A glorious liberty document 72
There were a number of martyrs in Roman times named Saint Valentine. Of the one whose feast is celebrated on February 14, nothing at all is known except that he was buried on that day. How he became the patron saint of love nobody really knows.
However, there was a man who is worth commemorating on February 14, the date he chose arbitrarily as his ‘birthday’.
His name was Frederick Douglass.
Nick Rizzuto writes about him at Townhall:
He was a giant of a man both physically and intellectually. He was raised in adverse circumstances that he would eventually rise above. When called upon, he served his country admirably in grave times, and broke racial barriers in this nation like no other man before him had. No, I’m not speaking of Abraham Lincoln, although that description would be equally fitting for him; I speak of the great anti-slavery orator Frederick Douglass.

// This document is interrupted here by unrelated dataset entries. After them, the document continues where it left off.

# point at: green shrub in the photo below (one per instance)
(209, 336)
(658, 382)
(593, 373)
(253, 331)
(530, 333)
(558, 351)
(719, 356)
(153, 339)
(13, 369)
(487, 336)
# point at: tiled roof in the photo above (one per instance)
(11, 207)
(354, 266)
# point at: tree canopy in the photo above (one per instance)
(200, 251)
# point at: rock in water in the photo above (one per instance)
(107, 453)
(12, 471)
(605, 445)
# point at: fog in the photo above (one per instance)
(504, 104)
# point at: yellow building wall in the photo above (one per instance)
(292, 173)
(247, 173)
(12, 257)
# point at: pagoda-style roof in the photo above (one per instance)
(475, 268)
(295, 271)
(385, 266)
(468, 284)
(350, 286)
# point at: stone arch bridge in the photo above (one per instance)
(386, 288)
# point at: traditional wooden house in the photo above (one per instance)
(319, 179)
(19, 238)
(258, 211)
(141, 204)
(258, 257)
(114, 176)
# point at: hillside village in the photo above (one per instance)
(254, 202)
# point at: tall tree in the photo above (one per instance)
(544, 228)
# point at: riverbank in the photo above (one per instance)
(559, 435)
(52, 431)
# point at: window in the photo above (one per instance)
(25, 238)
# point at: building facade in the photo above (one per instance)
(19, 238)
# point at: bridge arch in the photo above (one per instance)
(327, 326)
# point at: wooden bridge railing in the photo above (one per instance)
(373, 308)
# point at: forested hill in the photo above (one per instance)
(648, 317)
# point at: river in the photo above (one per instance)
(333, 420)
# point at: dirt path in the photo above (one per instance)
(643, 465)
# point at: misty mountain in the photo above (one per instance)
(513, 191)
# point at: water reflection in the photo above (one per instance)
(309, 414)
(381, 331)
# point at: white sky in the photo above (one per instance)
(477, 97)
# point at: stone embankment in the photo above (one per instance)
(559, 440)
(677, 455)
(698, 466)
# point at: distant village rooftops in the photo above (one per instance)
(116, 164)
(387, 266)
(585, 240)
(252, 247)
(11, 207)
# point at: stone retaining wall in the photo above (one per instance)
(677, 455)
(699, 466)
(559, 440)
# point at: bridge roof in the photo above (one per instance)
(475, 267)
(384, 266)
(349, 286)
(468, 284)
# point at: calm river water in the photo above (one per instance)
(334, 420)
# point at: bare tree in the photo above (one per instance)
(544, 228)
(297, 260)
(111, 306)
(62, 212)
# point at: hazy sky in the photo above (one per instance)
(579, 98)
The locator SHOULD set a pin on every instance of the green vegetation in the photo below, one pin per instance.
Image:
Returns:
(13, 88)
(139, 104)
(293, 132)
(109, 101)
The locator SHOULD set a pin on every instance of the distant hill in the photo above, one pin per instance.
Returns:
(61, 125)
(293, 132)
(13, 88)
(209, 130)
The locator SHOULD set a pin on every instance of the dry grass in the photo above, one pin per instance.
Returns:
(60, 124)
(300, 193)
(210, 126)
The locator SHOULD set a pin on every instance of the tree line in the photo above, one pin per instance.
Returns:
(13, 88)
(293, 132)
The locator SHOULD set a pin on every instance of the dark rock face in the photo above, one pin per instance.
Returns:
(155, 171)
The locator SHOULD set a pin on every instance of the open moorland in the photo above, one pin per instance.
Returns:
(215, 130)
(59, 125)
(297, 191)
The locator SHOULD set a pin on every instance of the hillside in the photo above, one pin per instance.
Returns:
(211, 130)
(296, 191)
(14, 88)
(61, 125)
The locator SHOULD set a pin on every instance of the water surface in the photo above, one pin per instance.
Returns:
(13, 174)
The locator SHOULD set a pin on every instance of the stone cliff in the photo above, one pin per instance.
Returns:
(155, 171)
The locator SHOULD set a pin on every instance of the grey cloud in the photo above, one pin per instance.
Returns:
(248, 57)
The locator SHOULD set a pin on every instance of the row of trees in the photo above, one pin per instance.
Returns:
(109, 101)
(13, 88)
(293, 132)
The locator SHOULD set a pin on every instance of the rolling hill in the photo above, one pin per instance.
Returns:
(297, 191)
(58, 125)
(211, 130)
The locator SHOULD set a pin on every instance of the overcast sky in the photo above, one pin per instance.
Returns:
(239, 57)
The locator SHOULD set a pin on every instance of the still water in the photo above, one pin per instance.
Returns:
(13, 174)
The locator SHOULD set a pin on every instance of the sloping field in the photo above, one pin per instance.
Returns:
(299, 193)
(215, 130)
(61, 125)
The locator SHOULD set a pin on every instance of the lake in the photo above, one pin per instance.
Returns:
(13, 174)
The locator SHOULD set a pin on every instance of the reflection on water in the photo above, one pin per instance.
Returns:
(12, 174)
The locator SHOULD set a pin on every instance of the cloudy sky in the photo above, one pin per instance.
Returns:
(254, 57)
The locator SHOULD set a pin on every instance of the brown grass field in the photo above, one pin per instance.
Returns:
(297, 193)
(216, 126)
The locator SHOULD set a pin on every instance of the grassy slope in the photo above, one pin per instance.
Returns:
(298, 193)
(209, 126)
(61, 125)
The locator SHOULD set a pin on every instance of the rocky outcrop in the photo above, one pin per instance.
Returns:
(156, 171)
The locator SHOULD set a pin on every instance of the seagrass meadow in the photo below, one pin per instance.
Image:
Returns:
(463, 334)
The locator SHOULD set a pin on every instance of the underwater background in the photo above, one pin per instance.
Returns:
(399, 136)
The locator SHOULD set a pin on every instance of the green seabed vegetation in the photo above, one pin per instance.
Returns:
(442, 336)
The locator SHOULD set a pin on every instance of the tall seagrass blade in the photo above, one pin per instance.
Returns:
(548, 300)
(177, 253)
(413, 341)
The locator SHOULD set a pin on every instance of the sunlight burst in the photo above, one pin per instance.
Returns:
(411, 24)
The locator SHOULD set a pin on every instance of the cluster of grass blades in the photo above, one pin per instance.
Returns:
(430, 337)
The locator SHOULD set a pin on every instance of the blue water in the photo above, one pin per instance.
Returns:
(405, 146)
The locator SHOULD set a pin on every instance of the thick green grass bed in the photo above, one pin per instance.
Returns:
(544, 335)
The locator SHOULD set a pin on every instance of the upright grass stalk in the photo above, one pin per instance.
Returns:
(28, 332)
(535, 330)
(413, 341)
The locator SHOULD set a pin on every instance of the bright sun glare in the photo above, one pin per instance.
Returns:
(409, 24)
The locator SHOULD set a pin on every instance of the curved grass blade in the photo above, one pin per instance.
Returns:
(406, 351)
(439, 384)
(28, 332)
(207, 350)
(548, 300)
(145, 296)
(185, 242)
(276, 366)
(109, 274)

As it was with most people born into slavery, Douglass did not know the exact date of his birth. He did however adopt Valentine’s Day as his birthday due to the fact that his mother, Harriet Bailey, lovingly referred to him as “her little valentine.” This year will mark the 192nd anniversary of Douglass’ birth.
Like many historical figures, Frederick Douglass’s true character and beliefs have been somewhat obscured, whether due to the fog of time, or to fit modern agendas. While we take for granted today that Douglass’ views on the abolition of slavery and women’s suffrage were just, his view of the US Constitution would be considered by many to be out of the mainstream.
On July 5th of 1852, Douglass, who referred to himself as a “black, dyed in the wool Republican”, addressed the Rochester Ladies Anti-Slavery Society in Rochester, New York. During his passionate speech, Douglass said, “Take the Constitution according to its plain reading. I defy the presentation of a single pro-slavery clause in it.” Douglass continued his Independence Day address by proclaiming that, “Interpreted as it ought to be interpreted, the Constitution is a glorious liberty document.”
Imagine the leap of faith that that statement must have taken for a black man who lived in a time in which members of his family were treated as property to view the Constitution as a beacon of liberty. If the self educated scholar Douglass had stood in front of the crowd and torn the document to shreds, one could scarcely have blamed him. While evident to Douglass over 150 years ago, this trust in the idea of limited government in general, and the protections afforded by the United States Constitution specifically, seems to be difficult for many on the American left to accept even today.
What makes Douglass’s praise for the constitution even more unlikely was that he did so according to its “plain reading”; or in other words, as it had been written. He spoke these words before America fought a Civil War to decide once and for all the issue of slavery and even before a single piece of Civil Rights legislation had passed through congress. Douglass did not complain about the lack of specifics in the constitution that indicated what the government “must do on your behalf”, as then Illinois State Senator Barack Obama famously did in a 2001 interview. Nor did he decry that it was a “charter of negative liberties” which, as President Obama has stated he believes, “represented the bias of the founders.”
Douglass’ words came even before The Constitution came to be viewed by many as a series of court cases and precedents rather than a stand-alone document. For example, his praise did not rest on the decision made in Brown vs. Board of Education which would come over 100 years later. Douglass apparently understood that civil rights would not be the products of court decisions, but that they were intrinsic to the nature of our republican form of government.